Fig. S2. Calreticulin does not interact with CFTR. CFTR was immunoprecipitated with mouse monoclonal anti-CFTR antibody 596 crosslinked to Dynabeads Protein G. CFTR was detected with anti-CFTR antibody 596, calnexin (CNX) with rabbit polyclonal antibody SPA860 (Stressgen) and calreticulin (CRT) with rabbit polyclonal antibody PA3-900 (Affinity Bioreagent). Cell lysates representing 2% of total inputs for immunoprecipitation are shown on the right.
Fig. S3. Glycosidase inhibitors inhibit complex glycosylation of CFTR. BHK-21 cells were transiently transfected with CFTR and treated immediately after transfection with KIF (kifunensine, 0.2 mM), DMM (1-deoxymannojirimycin, 0.5 mM), CAS (castanospermine, 0.2 mM) or no drug as control. Twenty hours later, cell lysates were prepared and 35 μg of protein analyzed by western blotting using mouse monoclonal anti-CFTR antibody 596.

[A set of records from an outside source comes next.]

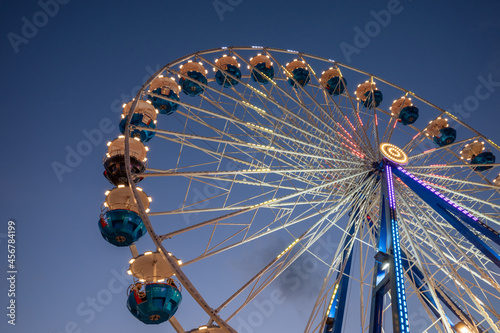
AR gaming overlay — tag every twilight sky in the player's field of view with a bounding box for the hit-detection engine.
[0,0,500,333]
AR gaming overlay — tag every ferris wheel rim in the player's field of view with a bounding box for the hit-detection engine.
[113,47,500,326]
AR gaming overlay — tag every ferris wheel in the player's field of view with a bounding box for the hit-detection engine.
[99,46,500,333]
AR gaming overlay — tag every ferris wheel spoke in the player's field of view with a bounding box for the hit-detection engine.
[258,52,372,158]
[304,188,375,332]
[401,187,500,331]
[194,54,360,157]
[215,182,372,320]
[100,46,500,333]
[403,136,479,164]
[138,127,363,166]
[149,92,364,163]
[149,167,368,227]
[398,184,500,292]
[306,61,375,158]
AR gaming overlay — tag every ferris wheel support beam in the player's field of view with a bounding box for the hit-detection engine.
[370,162,410,333]
[393,167,500,268]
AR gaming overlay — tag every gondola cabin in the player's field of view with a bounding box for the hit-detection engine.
[148,76,181,115]
[119,100,157,142]
[103,135,148,186]
[179,60,208,97]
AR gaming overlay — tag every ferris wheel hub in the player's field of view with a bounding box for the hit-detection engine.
[379,142,408,165]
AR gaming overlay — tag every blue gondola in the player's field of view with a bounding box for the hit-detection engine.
[127,283,182,325]
[432,127,457,147]
[98,209,146,247]
[398,102,418,125]
[470,151,495,171]
[215,64,241,88]
[325,76,347,96]
[148,88,180,115]
[363,90,384,108]
[179,71,208,97]
[119,113,156,142]
[103,155,145,186]
[252,62,274,84]
[288,67,311,87]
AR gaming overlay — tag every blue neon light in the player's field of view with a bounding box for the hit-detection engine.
[385,164,410,333]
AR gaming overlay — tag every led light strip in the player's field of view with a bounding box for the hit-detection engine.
[385,164,410,333]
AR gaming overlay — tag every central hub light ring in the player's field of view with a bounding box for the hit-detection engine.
[379,142,408,165]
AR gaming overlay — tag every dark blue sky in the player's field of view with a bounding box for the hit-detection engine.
[0,0,500,333]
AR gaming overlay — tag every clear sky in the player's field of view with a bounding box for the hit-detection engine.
[0,0,500,333]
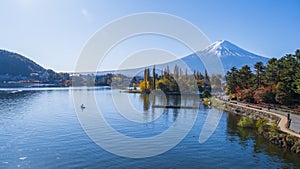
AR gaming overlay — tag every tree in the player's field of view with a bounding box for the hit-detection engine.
[254,62,265,88]
[255,118,267,132]
[226,66,238,94]
[152,65,156,90]
[237,65,253,89]
[265,58,279,85]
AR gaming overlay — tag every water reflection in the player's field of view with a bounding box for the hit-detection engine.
[227,113,300,167]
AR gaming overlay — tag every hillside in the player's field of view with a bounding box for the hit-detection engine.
[0,50,46,77]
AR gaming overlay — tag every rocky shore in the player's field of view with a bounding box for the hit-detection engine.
[212,99,300,155]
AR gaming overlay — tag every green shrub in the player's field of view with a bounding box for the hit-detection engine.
[237,116,254,127]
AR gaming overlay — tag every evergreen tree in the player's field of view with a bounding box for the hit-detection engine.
[254,62,265,88]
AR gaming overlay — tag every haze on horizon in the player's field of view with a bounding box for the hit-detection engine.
[0,0,300,72]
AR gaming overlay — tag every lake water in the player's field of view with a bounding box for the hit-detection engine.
[0,87,300,168]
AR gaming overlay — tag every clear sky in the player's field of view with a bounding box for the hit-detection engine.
[0,0,300,71]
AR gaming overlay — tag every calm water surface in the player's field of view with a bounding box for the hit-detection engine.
[0,88,300,168]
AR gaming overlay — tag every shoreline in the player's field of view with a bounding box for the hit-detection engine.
[212,98,300,155]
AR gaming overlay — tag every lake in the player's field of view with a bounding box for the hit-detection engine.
[0,87,300,168]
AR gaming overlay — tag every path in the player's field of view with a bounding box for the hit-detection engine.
[221,100,300,138]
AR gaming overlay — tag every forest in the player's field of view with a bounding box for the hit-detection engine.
[226,50,300,106]
[139,65,221,97]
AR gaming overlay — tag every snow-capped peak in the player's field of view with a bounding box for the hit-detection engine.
[200,40,257,58]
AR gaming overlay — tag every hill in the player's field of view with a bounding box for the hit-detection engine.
[0,50,46,77]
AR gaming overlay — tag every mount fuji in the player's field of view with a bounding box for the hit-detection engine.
[178,40,269,73]
[110,40,269,76]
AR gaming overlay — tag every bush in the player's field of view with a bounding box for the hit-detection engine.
[237,116,254,127]
[256,118,267,132]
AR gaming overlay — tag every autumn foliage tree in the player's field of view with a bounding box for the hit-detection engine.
[226,50,300,105]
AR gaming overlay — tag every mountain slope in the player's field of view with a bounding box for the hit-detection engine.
[112,40,269,76]
[0,50,45,76]
[163,40,269,73]
[195,40,269,71]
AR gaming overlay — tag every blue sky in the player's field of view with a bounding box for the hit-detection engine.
[0,0,300,71]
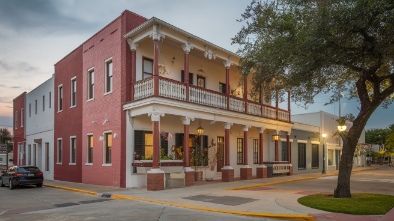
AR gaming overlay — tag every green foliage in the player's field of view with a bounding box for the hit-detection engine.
[298,193,394,215]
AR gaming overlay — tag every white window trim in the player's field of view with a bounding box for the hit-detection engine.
[21,108,25,127]
[85,133,94,166]
[70,76,77,108]
[68,135,77,165]
[56,138,63,165]
[86,64,94,101]
[57,84,64,113]
[104,57,114,95]
[101,130,113,166]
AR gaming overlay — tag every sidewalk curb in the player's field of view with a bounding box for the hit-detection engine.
[44,184,98,195]
[110,194,315,221]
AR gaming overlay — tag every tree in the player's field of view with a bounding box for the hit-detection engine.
[232,0,394,198]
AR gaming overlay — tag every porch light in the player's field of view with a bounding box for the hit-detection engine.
[272,131,280,141]
[197,121,204,135]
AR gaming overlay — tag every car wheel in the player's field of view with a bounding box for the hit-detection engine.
[8,180,15,190]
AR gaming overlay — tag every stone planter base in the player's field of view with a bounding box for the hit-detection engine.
[256,167,267,178]
[222,169,234,182]
[146,173,164,191]
[185,171,194,186]
[241,168,253,180]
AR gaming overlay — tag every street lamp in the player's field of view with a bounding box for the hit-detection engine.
[321,134,327,174]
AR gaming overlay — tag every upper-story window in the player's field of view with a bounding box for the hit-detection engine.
[88,69,94,100]
[57,85,63,112]
[105,58,113,94]
[14,111,18,129]
[219,82,226,94]
[42,95,45,112]
[142,58,153,79]
[71,77,77,107]
[49,92,52,109]
[197,75,205,88]
[21,108,24,127]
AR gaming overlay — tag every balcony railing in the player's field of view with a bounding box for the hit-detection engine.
[134,77,290,122]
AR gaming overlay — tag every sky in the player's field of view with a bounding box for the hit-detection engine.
[0,0,394,129]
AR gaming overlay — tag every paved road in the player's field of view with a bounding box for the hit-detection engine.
[0,187,272,221]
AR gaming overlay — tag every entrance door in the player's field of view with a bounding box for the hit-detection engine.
[335,150,340,170]
[216,137,224,172]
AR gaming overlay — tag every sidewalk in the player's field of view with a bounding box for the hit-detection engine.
[44,166,394,221]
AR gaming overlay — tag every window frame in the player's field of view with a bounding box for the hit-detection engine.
[56,138,63,164]
[104,57,114,94]
[88,68,94,101]
[103,130,113,166]
[85,133,94,165]
[298,143,306,170]
[69,136,77,165]
[311,144,319,169]
[70,77,77,108]
[237,138,244,165]
[142,57,154,80]
[253,139,260,164]
[57,84,64,112]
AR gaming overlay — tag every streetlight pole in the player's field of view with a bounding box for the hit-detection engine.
[321,134,327,174]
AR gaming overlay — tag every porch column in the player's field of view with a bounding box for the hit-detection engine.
[223,58,231,110]
[181,117,194,186]
[286,131,293,176]
[127,39,138,101]
[183,42,193,101]
[147,111,164,190]
[243,76,248,114]
[222,123,234,182]
[240,126,252,180]
[150,25,164,96]
[256,127,267,178]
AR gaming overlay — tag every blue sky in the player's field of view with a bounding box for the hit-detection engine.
[0,0,394,129]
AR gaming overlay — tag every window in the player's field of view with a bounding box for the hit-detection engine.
[197,75,205,88]
[142,58,153,79]
[21,108,24,127]
[42,95,45,112]
[237,138,244,164]
[281,142,287,161]
[14,111,18,129]
[253,139,259,164]
[45,143,49,171]
[219,82,226,94]
[57,138,63,164]
[105,59,113,93]
[87,134,93,163]
[71,77,77,107]
[27,144,31,165]
[88,69,94,100]
[181,70,193,84]
[57,85,63,112]
[104,132,112,164]
[70,136,77,164]
[298,143,306,169]
[312,144,319,168]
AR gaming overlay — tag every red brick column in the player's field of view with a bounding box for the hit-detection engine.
[222,123,234,182]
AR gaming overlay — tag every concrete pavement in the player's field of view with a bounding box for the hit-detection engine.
[44,165,394,221]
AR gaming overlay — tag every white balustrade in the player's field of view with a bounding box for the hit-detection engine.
[134,77,153,100]
[230,97,245,113]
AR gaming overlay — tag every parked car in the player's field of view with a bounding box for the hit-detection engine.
[0,166,44,190]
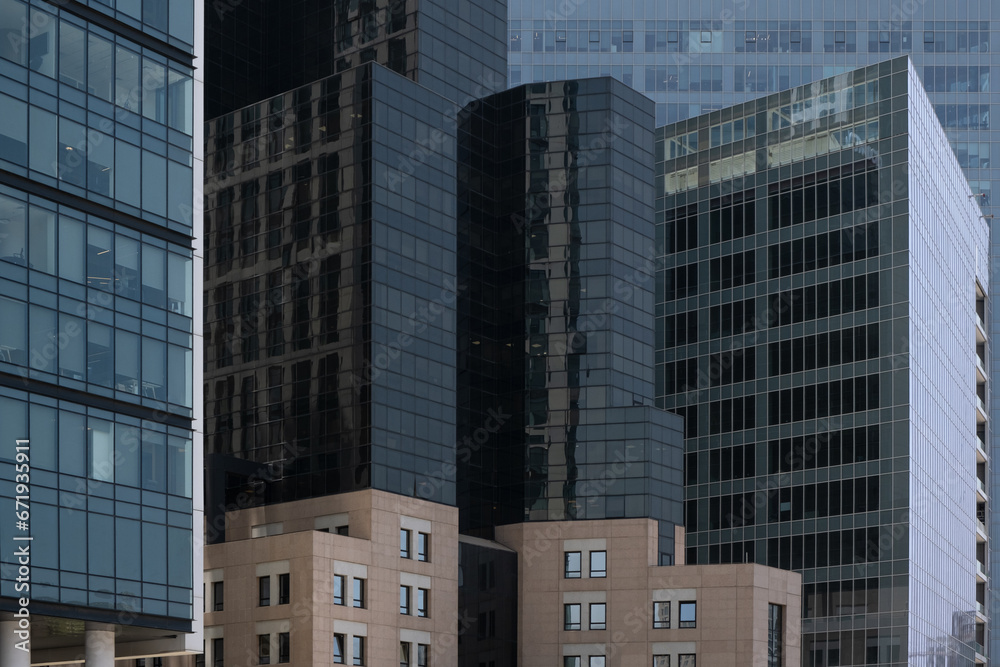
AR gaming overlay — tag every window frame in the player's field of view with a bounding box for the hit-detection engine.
[563,602,583,632]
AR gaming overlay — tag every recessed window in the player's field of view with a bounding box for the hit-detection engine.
[590,551,608,578]
[417,533,431,563]
[399,586,410,615]
[563,551,582,579]
[333,574,347,605]
[333,635,347,665]
[399,528,410,558]
[417,588,431,618]
[278,574,291,604]
[677,602,698,628]
[278,632,292,662]
[590,602,608,630]
[563,603,580,630]
[212,581,224,611]
[257,635,271,665]
[257,577,271,607]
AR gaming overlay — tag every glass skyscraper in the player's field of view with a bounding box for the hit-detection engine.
[0,0,202,667]
[657,57,989,667]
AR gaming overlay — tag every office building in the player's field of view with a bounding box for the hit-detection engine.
[657,57,989,666]
[0,0,203,667]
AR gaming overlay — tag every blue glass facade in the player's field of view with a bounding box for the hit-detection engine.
[657,58,988,667]
[0,0,201,661]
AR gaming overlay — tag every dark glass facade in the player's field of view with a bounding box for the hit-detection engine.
[459,78,681,560]
[0,0,202,644]
[656,58,988,666]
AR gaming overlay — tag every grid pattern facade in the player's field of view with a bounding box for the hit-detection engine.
[657,58,986,665]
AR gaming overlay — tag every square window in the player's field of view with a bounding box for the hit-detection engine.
[677,601,698,628]
[354,578,365,609]
[278,574,291,604]
[417,588,431,618]
[333,574,347,605]
[653,602,670,629]
[212,581,223,611]
[563,603,580,630]
[417,533,431,563]
[257,635,271,665]
[353,636,365,665]
[563,551,582,579]
[399,586,410,615]
[590,551,608,578]
[590,602,608,630]
[257,577,271,607]
[333,635,347,665]
[399,528,410,558]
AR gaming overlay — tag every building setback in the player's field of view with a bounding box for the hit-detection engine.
[657,57,989,665]
[0,0,203,667]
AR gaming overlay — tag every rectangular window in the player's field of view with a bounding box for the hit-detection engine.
[564,551,581,579]
[212,581,223,611]
[257,635,271,665]
[257,577,271,607]
[399,528,410,558]
[590,551,608,577]
[278,574,291,604]
[417,588,431,618]
[767,604,784,667]
[590,602,608,630]
[352,636,365,665]
[653,602,670,628]
[212,637,226,667]
[278,632,292,662]
[333,574,347,605]
[563,603,580,630]
[353,577,365,612]
[677,601,698,628]
[333,635,346,665]
[399,586,410,614]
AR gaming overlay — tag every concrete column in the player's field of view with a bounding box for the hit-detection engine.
[85,623,115,667]
[0,621,31,667]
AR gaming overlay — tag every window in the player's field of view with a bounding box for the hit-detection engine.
[653,602,670,628]
[212,637,226,667]
[399,586,410,614]
[257,635,271,665]
[564,551,581,579]
[590,551,608,577]
[767,604,784,667]
[212,581,223,611]
[563,604,580,630]
[257,577,271,607]
[399,528,410,558]
[677,602,698,628]
[333,635,346,665]
[278,574,290,604]
[278,632,292,662]
[417,588,431,618]
[354,578,365,612]
[590,602,608,630]
[333,574,347,605]
[354,636,365,665]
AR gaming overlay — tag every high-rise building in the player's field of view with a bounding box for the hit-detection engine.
[0,0,203,667]
[657,57,989,667]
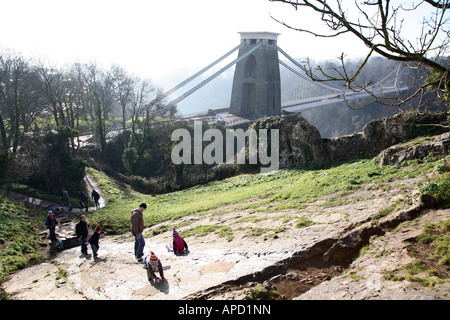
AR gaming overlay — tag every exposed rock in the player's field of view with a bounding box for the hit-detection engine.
[253,112,450,168]
[379,132,450,166]
[323,113,450,162]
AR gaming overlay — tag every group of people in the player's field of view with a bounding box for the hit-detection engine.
[45,200,189,281]
[61,188,100,211]
[45,210,102,259]
[131,202,188,281]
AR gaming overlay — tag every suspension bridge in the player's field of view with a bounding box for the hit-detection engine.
[163,32,407,123]
[94,32,407,142]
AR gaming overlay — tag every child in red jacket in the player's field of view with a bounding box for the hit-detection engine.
[172,228,189,255]
[144,251,166,281]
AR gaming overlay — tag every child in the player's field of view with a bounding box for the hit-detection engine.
[88,225,102,259]
[172,228,189,255]
[145,251,166,281]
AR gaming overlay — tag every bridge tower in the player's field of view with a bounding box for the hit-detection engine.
[230,32,281,118]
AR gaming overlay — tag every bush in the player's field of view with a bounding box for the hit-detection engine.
[419,172,450,208]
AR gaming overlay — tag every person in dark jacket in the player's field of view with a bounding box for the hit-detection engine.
[91,190,100,210]
[172,228,189,255]
[45,210,58,242]
[75,215,89,254]
[88,225,102,259]
[78,189,89,211]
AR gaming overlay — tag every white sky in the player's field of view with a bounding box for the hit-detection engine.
[0,0,442,90]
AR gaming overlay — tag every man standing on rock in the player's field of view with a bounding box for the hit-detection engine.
[75,215,89,255]
[131,203,147,262]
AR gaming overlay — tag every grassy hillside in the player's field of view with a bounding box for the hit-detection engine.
[0,150,450,288]
[0,196,46,282]
[89,154,450,234]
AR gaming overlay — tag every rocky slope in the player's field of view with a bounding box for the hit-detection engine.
[3,172,450,300]
[3,112,450,300]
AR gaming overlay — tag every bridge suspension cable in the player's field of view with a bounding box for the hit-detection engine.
[168,41,262,106]
[163,42,245,97]
[277,46,348,92]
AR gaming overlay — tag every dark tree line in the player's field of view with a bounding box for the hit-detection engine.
[0,50,176,191]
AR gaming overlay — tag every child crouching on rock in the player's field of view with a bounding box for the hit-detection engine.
[172,228,189,255]
[145,251,166,281]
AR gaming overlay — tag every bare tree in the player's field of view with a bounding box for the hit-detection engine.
[269,0,450,106]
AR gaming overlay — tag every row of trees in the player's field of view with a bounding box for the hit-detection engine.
[0,50,177,191]
[0,50,176,152]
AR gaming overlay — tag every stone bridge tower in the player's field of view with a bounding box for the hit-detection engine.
[230,32,281,118]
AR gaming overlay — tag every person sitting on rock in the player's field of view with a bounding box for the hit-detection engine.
[144,251,166,281]
[172,228,189,255]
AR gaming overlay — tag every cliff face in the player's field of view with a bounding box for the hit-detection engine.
[253,113,450,168]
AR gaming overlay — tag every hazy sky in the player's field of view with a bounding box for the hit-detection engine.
[0,0,442,90]
[0,0,368,80]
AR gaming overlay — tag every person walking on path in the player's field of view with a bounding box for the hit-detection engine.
[91,189,100,210]
[131,203,147,262]
[172,228,189,255]
[45,210,58,242]
[88,225,102,259]
[61,188,72,211]
[75,215,89,255]
[78,189,89,211]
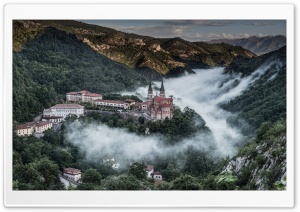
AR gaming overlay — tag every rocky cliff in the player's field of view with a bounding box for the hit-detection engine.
[14,20,255,78]
[221,120,287,190]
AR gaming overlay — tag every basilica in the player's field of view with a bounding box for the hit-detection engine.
[147,81,174,120]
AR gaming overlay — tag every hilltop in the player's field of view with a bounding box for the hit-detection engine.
[14,20,255,78]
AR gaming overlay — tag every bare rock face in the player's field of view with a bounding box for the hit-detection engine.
[221,132,286,190]
[223,156,250,173]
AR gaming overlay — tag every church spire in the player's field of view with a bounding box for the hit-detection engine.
[148,81,153,101]
[148,81,153,94]
[159,79,166,98]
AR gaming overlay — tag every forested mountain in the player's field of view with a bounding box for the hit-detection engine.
[223,47,286,128]
[13,20,287,190]
[14,20,255,78]
[208,35,286,55]
[13,27,145,122]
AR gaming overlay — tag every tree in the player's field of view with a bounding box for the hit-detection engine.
[82,169,101,185]
[161,163,181,182]
[129,162,147,180]
[170,174,202,190]
[105,175,148,190]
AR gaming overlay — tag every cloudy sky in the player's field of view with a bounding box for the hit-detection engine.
[81,20,286,41]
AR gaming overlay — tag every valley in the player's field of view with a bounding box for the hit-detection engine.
[13,20,287,190]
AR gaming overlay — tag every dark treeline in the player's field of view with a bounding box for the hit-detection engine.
[13,28,146,122]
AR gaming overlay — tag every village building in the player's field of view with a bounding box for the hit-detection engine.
[152,171,162,180]
[102,155,120,170]
[147,81,174,120]
[15,121,52,136]
[146,165,162,181]
[124,99,136,105]
[94,99,130,109]
[42,116,64,124]
[146,165,154,178]
[63,168,81,182]
[43,104,84,121]
[66,90,102,103]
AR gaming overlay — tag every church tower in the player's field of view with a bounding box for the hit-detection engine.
[147,81,153,107]
[159,80,166,98]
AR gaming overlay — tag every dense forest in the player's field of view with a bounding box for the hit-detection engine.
[222,47,286,129]
[13,108,286,190]
[13,21,287,190]
[13,28,146,122]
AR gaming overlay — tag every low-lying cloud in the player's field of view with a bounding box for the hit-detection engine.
[67,63,282,170]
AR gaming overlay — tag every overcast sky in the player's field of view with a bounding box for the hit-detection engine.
[81,20,286,41]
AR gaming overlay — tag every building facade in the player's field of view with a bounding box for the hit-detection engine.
[94,99,130,109]
[147,81,174,120]
[66,90,102,103]
[43,104,84,119]
[63,168,81,182]
[15,121,52,136]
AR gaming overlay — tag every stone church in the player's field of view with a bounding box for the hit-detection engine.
[147,81,174,120]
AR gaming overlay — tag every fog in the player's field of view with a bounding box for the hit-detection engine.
[67,121,212,169]
[68,66,276,168]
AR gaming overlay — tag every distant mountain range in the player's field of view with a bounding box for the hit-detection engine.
[208,35,286,55]
[13,20,255,78]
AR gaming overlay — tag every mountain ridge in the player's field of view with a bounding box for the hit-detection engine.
[208,35,286,55]
[14,20,256,77]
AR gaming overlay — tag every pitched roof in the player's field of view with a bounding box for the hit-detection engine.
[17,121,52,130]
[148,81,153,93]
[43,116,63,119]
[66,90,102,97]
[51,104,84,109]
[94,99,124,104]
[64,168,81,175]
[124,99,136,102]
[35,121,52,127]
[160,80,165,92]
[17,124,31,130]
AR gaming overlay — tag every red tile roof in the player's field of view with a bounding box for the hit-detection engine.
[124,99,136,102]
[43,116,63,119]
[17,124,31,130]
[66,90,102,97]
[17,121,52,130]
[154,96,173,103]
[94,99,124,104]
[51,104,83,108]
[35,121,52,127]
[64,168,81,175]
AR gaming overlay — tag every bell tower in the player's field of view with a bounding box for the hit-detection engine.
[147,81,153,107]
[159,80,166,98]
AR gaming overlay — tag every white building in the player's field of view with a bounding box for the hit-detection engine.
[146,165,154,178]
[152,171,162,180]
[94,99,130,109]
[66,90,102,103]
[63,168,81,182]
[43,104,84,119]
[15,121,52,136]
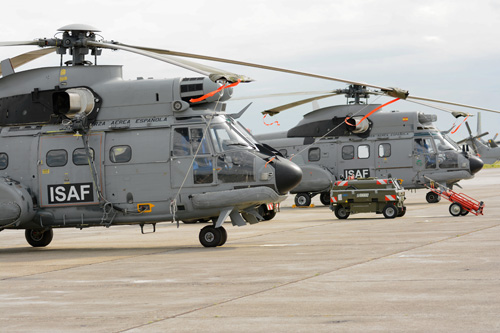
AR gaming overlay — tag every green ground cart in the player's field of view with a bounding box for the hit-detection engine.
[330,178,406,219]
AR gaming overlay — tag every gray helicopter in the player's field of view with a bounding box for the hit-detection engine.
[256,81,495,206]
[0,24,302,247]
[456,112,500,164]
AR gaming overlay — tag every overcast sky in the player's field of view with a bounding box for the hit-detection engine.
[0,0,500,139]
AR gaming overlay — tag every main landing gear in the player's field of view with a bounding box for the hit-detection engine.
[199,225,227,247]
[24,228,54,247]
[425,191,441,203]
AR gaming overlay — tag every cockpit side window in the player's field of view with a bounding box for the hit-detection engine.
[210,123,251,153]
[414,138,434,154]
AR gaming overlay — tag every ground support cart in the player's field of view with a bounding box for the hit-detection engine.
[426,177,484,216]
[330,178,406,219]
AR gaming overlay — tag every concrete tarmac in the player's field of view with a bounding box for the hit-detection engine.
[0,169,500,332]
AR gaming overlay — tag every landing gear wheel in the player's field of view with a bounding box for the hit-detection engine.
[217,227,227,246]
[382,203,399,219]
[24,229,54,247]
[425,191,441,203]
[295,193,311,207]
[258,204,276,221]
[199,225,223,247]
[398,206,406,217]
[335,205,351,220]
[262,210,276,221]
[319,192,330,206]
[450,202,462,216]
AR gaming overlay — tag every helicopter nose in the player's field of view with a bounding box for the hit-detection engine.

Fig. S4. CFTR N900D is stabilized in the presence of ALLN. CHO-K1 cells stably expressing CFTR N894D, CFTR N900D or CFTR N894D/N900D were treated for 18 hours with BFA (10 μg/ml) or BFA and ALLN (50 μM). Cell lysates (25 μg) were subjected to SDS-PAGE and western blotting. CFTR was detected with mouse monoclonal anti-CFTR antibody 596. Actin was detected with an anti-actin polyclonal antibody (Lab Vision Corporation) as loading control.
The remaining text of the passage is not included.